| ||
|
This community works best when people use their real names. Please
register for a free account.
Other Groups: Joel on Software Business of Software Design of Software (CLOSED) .NET Questions (CLOSED) TechInterview.org CityDesk FogBugz Fog Creek Copilot The Old Forum Your hosts: Albert D. Kallal Li-Fan Chen Stephen Jones |
At my worklplace, I write several batch programs. These programs have a linear flow of logic. Unlike event driven programs, they execute a series of small tasks, one after another, till completion. Are there any design patterns/best practices for designing such programs? For ex. I may want to download a file from an ftp server", unzip it, move it around on the file system, read the file, process and save data to database, run another program for downstream processing and finally send emails with results. I often keep the control of the flow in the shell script that calls a series of java programs/other shell scripts etc. to get the work done. I recently had an argument with a colleague who insisted that the control should be kept in the programming language (Java in this case) that should call other subroutines/classes to get things done.
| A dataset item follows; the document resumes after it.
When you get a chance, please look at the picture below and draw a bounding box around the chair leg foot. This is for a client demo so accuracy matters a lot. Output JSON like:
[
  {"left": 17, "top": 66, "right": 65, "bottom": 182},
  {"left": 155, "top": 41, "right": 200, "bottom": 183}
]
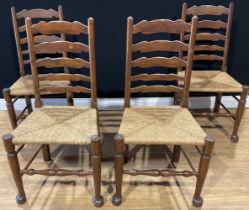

So his version of the batch consists of a controller java class that uses FTP libraries to download the files, java IO utilities for file manipulation, third party libraries for zip/unzip/file manipulation/email etc. I can see pros and cons of both approaches. What do you guys think ?
Anand Buddhiraj Wednesday, August 27, 2008
I helped write a simple workflow engine that is exactly what you described to replace a narly set of perl scripts. This allowed us to make a reusable framework, integrate it, and allow non-technical users to manage jobs. It has since been adopted for all of our batch data load processes, many of which used to be cron->bash->ant->java. We used the Command Processor pattern (see POSA) as the basic design concept. Its very similar, but a few years prior, to the recently released Spring Batch engine. We will eventually migrate all workflows onto one engine, either a custom one based on colored petri nets or a free/commercial alternative. There are a lot of good solutions out there now.
Have you checked out ANT, btw? http://ant.apache.org/ It could be an alternative to writing everything from scratch every time. Or if nothing else, it could give you some ideas about the patterns involved.
Shell scripts are perfectly suited to what you are doing. Java is not. Use the best tool for the job.
Just another voice in the crowd Thursday, August 28, 2008
I'd sa your colleaue suffers from the Golden Hammer anti-pattern. Keep it as simple as possible.
Vee Thursday, August 28, 2008
I would use perl or python for this sort of stuff. They have the libraries to do all that stuff, are cross platform, play well with various OS calls and you can slap a GUI on top of it if you need to. I wonder if your colleague thinks all software should be written in C, or maybe C++, since that what the bulk of most operating systems are written in?
"Python can do every thing you mentioned in about 5 lines of code. " I love stupid comments like that. Sure, I can do a lot of things with 5 lines of Python code, but I'm probably not going to do it well. There is such a thing as "error handling" and other such requirements (configurability, scalability, etc.) that REAL WORLD applications require you know. I seriously doubt that your "5 lines of Python code" would hold up in a true enterprise situation. You amateurs really need to get a clue.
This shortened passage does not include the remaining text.